Porém, o que proponho aqui é um exercício de reflexão sobre algo que tem chamado minha atenção. Um dia perguntei ao chatgpt o que ele achava de eu escrever uma história sobre uma sereia que se apaixona por um ser humano e pede a uma bruxa que lhe dê pés/pernas pra ela se casar com ele:
Vocês percebem que estou falando da pequena sereia? E vocês percebem que ele foi dando dicas para a história de acordo com a narrativa da pequena sereia? Isso já nos dá uma pista do primeiro alerta que devemos ter quando perguntamos coisas para qualquer IA.
Isso porque a IA não inventa e nem tem cognição pra "achar" coisa alguma. A ideia mais delirante e boba que você tiver ela vai achar valiosa e vai te dar muitas dicas. Você achará que está tendo uma bela epifania, mas não. Quando você dá por si, ela apenas concatenou ideias que já existem pra validar a sua.

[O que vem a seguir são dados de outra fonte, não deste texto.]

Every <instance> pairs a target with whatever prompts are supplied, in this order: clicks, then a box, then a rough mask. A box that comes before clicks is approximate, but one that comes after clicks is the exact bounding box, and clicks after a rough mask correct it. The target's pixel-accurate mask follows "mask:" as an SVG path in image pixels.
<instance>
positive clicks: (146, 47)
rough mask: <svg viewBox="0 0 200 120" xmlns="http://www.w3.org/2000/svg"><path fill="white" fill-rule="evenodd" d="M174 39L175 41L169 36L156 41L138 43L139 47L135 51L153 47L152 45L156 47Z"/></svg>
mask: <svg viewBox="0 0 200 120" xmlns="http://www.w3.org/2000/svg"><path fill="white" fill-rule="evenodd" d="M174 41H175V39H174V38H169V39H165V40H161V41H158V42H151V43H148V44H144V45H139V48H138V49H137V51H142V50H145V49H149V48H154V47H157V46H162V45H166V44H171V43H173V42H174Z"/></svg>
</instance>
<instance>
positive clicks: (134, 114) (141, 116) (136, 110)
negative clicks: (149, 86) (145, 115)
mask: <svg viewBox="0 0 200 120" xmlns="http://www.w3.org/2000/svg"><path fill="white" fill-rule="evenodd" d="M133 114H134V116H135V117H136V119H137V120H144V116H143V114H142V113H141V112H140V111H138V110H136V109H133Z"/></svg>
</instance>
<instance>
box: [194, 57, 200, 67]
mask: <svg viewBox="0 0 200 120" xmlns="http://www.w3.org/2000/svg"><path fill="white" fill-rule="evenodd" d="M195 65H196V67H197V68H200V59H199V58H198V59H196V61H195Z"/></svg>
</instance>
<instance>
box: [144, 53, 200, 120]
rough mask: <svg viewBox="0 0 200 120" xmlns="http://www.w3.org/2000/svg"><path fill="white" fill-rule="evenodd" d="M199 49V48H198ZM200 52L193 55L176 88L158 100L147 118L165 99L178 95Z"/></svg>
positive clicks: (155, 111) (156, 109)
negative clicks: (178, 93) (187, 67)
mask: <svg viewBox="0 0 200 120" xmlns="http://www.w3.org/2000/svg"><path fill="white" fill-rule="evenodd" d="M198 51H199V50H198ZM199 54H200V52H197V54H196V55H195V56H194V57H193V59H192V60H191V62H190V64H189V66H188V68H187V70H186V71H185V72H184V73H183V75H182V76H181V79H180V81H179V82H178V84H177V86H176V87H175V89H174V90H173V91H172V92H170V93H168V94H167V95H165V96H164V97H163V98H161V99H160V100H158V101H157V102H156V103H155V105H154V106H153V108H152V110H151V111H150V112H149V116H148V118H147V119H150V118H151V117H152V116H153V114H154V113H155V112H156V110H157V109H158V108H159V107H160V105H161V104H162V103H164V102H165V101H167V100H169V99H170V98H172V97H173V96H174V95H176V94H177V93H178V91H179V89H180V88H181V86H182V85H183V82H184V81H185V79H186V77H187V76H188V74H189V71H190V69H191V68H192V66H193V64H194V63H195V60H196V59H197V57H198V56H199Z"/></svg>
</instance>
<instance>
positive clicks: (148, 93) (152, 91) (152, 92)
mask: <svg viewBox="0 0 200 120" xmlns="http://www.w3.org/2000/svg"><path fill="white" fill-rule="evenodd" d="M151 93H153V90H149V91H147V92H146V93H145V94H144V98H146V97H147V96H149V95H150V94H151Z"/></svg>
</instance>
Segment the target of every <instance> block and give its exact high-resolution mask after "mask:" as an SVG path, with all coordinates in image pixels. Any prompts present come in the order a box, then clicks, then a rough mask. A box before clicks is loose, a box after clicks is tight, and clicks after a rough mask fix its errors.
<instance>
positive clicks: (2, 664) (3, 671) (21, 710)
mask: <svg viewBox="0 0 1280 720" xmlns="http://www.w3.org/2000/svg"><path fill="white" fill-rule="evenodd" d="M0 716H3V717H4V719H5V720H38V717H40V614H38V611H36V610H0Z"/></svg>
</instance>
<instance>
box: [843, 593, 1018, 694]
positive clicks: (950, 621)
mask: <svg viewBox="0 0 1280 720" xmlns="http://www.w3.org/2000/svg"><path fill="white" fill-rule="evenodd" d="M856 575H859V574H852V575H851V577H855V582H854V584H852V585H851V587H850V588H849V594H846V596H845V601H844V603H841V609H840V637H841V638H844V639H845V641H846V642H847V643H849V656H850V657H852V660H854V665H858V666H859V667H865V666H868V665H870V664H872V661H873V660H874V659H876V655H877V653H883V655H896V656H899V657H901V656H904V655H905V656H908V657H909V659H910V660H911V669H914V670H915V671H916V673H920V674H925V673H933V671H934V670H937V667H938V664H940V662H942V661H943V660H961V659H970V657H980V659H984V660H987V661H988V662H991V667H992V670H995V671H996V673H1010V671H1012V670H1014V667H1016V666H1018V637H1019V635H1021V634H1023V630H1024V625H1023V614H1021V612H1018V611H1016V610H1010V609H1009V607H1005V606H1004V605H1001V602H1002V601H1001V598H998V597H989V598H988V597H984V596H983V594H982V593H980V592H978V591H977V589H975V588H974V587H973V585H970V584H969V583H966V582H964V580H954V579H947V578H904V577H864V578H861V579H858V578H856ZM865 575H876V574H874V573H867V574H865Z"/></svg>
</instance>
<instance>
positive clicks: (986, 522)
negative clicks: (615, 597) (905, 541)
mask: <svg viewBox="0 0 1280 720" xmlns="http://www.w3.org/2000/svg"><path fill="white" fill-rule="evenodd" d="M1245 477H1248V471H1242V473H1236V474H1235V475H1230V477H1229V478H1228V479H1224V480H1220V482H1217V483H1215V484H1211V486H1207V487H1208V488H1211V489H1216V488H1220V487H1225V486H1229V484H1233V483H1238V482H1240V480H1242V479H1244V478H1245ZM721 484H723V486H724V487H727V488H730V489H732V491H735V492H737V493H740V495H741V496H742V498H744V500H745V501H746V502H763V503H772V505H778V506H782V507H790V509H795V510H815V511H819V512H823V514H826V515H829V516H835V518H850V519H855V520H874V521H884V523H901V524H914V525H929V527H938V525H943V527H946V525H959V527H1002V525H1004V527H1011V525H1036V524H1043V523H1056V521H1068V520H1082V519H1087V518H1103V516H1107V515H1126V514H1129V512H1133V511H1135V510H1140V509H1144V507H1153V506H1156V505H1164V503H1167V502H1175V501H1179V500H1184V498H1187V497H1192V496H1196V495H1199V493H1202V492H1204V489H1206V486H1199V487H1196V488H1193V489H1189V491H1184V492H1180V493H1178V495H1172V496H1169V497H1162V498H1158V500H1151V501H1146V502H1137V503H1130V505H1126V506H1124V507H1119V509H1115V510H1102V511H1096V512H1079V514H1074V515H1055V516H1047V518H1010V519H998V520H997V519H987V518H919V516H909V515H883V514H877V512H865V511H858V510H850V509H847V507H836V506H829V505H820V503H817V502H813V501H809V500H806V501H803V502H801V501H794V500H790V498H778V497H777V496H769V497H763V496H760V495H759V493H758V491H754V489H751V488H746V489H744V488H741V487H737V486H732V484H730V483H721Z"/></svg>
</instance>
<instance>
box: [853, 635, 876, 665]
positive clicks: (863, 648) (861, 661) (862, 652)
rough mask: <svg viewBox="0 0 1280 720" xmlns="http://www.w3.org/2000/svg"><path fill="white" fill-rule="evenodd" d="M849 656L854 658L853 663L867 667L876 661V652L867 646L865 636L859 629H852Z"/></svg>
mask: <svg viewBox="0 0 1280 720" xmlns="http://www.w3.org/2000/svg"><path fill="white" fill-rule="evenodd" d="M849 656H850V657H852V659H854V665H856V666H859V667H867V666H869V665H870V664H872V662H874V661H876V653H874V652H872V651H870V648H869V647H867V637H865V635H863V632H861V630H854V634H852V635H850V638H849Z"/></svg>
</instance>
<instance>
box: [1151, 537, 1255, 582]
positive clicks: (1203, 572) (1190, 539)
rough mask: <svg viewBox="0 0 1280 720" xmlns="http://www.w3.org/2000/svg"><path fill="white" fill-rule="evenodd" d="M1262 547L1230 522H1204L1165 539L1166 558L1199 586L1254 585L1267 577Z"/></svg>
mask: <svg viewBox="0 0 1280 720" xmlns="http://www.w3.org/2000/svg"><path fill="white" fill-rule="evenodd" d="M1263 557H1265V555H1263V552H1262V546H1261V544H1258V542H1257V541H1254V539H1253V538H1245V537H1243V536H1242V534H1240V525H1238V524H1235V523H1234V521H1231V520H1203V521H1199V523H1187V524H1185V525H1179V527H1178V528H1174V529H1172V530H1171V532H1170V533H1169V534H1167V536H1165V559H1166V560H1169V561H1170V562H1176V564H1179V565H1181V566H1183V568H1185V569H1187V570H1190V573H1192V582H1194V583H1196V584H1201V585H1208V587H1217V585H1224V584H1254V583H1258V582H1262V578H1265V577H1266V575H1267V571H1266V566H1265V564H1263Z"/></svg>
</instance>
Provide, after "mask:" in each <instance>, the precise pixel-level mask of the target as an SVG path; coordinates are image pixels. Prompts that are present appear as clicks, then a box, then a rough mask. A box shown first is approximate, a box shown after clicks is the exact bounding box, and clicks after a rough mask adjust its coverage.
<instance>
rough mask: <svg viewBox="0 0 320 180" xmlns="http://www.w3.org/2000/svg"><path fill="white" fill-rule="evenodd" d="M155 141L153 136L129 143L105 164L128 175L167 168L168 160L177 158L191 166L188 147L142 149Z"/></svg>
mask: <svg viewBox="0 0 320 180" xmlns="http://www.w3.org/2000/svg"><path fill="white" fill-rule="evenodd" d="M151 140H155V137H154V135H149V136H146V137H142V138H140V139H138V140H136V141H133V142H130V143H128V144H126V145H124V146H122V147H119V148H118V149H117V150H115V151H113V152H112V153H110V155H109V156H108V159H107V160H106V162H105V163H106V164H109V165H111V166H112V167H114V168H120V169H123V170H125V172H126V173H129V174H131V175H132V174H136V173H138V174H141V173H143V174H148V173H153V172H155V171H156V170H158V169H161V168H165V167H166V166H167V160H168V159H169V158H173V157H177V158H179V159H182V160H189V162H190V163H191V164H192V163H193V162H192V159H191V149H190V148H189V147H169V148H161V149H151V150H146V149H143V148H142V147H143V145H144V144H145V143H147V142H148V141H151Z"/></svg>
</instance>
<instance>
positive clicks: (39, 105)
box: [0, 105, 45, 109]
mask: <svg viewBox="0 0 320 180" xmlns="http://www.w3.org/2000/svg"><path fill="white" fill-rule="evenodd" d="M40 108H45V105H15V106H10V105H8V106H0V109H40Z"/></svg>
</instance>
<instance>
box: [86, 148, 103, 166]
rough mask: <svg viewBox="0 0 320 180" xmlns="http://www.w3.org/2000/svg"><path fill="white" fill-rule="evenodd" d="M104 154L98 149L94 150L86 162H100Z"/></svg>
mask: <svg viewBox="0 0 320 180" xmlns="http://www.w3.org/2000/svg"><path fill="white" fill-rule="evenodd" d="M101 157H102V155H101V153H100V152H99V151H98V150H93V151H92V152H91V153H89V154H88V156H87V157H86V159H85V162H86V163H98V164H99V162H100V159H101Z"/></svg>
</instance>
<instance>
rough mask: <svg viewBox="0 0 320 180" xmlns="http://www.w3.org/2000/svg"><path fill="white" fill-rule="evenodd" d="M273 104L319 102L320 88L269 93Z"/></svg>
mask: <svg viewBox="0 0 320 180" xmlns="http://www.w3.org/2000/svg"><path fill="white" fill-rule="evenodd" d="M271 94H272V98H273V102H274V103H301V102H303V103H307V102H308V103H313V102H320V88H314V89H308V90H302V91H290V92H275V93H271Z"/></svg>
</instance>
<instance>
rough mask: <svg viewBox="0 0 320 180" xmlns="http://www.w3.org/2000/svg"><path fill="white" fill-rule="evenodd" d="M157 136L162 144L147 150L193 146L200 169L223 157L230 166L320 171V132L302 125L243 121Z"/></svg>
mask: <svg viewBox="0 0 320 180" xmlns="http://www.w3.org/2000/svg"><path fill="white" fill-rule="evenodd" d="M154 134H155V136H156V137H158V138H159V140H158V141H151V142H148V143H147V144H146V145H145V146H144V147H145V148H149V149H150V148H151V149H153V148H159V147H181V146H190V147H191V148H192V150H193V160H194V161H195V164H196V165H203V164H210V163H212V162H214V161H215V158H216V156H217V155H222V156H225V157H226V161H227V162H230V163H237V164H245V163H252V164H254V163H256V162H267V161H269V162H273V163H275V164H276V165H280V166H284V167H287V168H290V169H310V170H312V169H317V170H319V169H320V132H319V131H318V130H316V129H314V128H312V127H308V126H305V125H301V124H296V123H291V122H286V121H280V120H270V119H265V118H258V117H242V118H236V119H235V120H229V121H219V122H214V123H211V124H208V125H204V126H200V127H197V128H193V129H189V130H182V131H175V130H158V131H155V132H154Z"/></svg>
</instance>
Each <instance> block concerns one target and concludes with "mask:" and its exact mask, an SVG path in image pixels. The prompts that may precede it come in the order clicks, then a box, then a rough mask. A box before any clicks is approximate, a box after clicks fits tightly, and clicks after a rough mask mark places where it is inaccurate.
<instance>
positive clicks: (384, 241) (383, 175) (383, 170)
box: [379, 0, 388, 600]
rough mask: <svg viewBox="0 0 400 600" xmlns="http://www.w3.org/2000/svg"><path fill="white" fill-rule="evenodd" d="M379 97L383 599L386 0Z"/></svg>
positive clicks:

Em algum momento eu pensei: a IA é mais burra que eu. E bem, depois pensei que IA sequer possui cognição pra classificá-la de burra. Ela só calcula e te mostra o resultado. A gente acredita, porque o linguajar romântico e conversional dela é sedutor e viciante. Um amigo meu mandou um print onde tentava "convencer" o chatGPT que ele é um novo tipo de ser. E ainda comparou com a gente que erra e precisa aprender. Eu respondi: não se seduza por essa ideia, meu amigo. Posso acreditar em você quando IA tiver consciência pra achar algo sozinho. Mas por enquanto não.
Não me entendam mal, mas às vezes a gente tem que quebrar a cara. Eu tinha uma amiga que achava que cantava bem. Ninguém tinha coragem de dizer a real a ela. A única coisa que eu mesma disse foi pra ela fazer aula de canto, pois era sempre bom aprender teoria. Ela não se ofendeu, mas julgava não ter nada a aprender. Todos mundo achava que ela estava brincando quando se gravava interpretando alguns artistas notáveis como Barbra Streisand e Gloria Estefan. Até que um dia, ela fez um teste de vocal pra uma banda e um dos músicos foi rudemente sincero com ela. A partir daí ela decidiu fazer aula de canto e melhorou muito.
Às vezes é preciso quebrar a cara um pouco. A gente tem que ouvir críticas, tem que ouvir sinceridade da parte das pessoas. Precisamos confiar nas nossas ideias, mas ver se o caminho pra se chegar no resultado final é viável, senão seremos exatamente iguais aquelas pessoas que não aceitam críticas e acham que são incompreendidas. Todo mundo tá errado e elas estão cobertas de razão.
Se você tiver uma grande ideia, faça perguntas simples: é sustentável a longo prazo? Tem demanda? É tecnicamente possível? Se for uma questão de resolver um problema, ela resolve?
Se sim, acredite nisso e siga em frente. Saiba a hora de parar e não consulte a IA. Milhares de ideias são postas ali todos os dias, quando a IA concatena informações pra te dar, ela não está só lendo a internet e arrancando informações de outros autores e pensadores, ela também está lendo o histórico do que as pessoas conversam com ela. Afinal, você também contribui para o treinamento dessa coisa conversando com ela.
Por pior que seja sua ideia, a IA vai falar coisas boas. Vai dar exemplos de pessoas que fracassaram pra te animar. Um monte de bobagem sem nenhum sentido. Diante disso, leia mais, force seu cérebro a pensar por si só. Converse com outras pessoas e pense também se você não falou aquilo só pra ver onde a conversa com a IA chegava.
Nós temos capacidade, nós temos cognição. Não deixe um modelo de linguagem programado pra te ferrar e te substituir faça filtro de suas ideias. Não perca a capacidade de pensar e decidir por si mesmo.